Monday’s result may have strengthened Prime Minister Enrico Letta’s Democratic Party, locked in uneasy coalition with Berlusconi after no party emerged with a majority in February, but it has also complicated a fractured political scene.
The grand coalition between the two traditional rivals on the right and left is seen as a measure of last resort even by members of the government, and an unusually low turnout reflected widespread disillusionment with the political system.
“AM I THE PROBLEM?”
For Grillo, whose rapid ascent made him one of the most talked-about politicians in Europe, the failure to build on the protest vote and the resulting criticism have been a shock.

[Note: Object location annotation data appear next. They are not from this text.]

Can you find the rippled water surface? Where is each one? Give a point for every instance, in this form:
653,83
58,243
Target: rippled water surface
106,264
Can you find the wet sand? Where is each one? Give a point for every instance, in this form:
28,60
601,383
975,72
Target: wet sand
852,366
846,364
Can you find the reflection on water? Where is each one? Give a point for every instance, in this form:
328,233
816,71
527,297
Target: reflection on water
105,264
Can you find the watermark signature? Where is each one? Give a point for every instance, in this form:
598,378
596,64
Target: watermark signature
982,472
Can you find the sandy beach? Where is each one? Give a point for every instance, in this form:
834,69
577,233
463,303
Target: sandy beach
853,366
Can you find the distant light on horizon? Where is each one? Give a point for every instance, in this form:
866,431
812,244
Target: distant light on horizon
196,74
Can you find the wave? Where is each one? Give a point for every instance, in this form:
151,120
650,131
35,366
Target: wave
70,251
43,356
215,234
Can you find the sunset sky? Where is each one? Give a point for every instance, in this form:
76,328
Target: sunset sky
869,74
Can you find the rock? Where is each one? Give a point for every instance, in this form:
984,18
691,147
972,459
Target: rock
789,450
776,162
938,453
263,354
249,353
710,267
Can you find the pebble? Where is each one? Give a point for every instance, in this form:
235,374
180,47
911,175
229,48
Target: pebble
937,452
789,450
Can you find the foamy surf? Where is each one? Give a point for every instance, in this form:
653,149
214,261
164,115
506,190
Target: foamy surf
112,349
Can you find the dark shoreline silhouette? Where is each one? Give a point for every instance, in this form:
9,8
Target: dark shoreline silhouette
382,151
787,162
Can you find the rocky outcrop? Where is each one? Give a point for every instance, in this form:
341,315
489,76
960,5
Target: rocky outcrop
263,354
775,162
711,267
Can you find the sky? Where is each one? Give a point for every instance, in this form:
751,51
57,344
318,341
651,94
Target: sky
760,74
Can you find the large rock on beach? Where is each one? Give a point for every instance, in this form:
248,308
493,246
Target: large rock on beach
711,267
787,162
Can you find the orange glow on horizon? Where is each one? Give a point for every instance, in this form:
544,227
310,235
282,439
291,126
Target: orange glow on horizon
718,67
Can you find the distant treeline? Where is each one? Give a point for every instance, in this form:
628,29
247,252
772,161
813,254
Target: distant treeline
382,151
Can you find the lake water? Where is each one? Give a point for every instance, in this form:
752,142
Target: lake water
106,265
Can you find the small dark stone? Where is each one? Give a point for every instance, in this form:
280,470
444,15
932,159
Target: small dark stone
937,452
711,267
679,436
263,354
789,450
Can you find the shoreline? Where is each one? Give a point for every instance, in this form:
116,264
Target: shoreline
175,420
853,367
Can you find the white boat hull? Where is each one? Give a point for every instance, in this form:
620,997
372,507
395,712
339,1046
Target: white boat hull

On his blog, Grillo said the succession of elections that changed nothing was “an obscene spectacle”. But he was clearly stung by the criticism, saying Gambaro should leave the party “as soon as possible” and challenging other dissidents.
“I would like to know what the 5-Star Movement thinks of these declarations, and if I am the problem,” he wrote.
Having rejected overtures to back a government of the centre left during the stalemate that followed the election, he now appears to be paying the price for allowing Berlusconi back in.
“The movement is coming to a halt because it didn’t take its opportunities when they were offered,” Alfonso V. from Turin wrote on Grillo’s blog, the party’s main instrument of communication, echoing many other comments.
The ex-comic stunned Italy in the national election by leading what had been a fringe party to 25 percent of the vote.
This time, it won just two small towns and saw its vote drop sharply in Sicily, where elections last year provided the springboard for its national triumph a few months later.
In Catania, its candidate won less than 5 percent of the vote, a far cry from the 31 percent it scored there in February.
But with Italy still deep in recession, youth unemployment above 40 percent and anger at the political class as strong as ever, the conditions that fuelled the movement are still in place, and few would suggest its day is past.
Opinion polls still give it around 20 percent of the vote nationally. “If the crisis worsens and unemployment keeps going up, that could really bring about a revival,” D‘Alimonte said.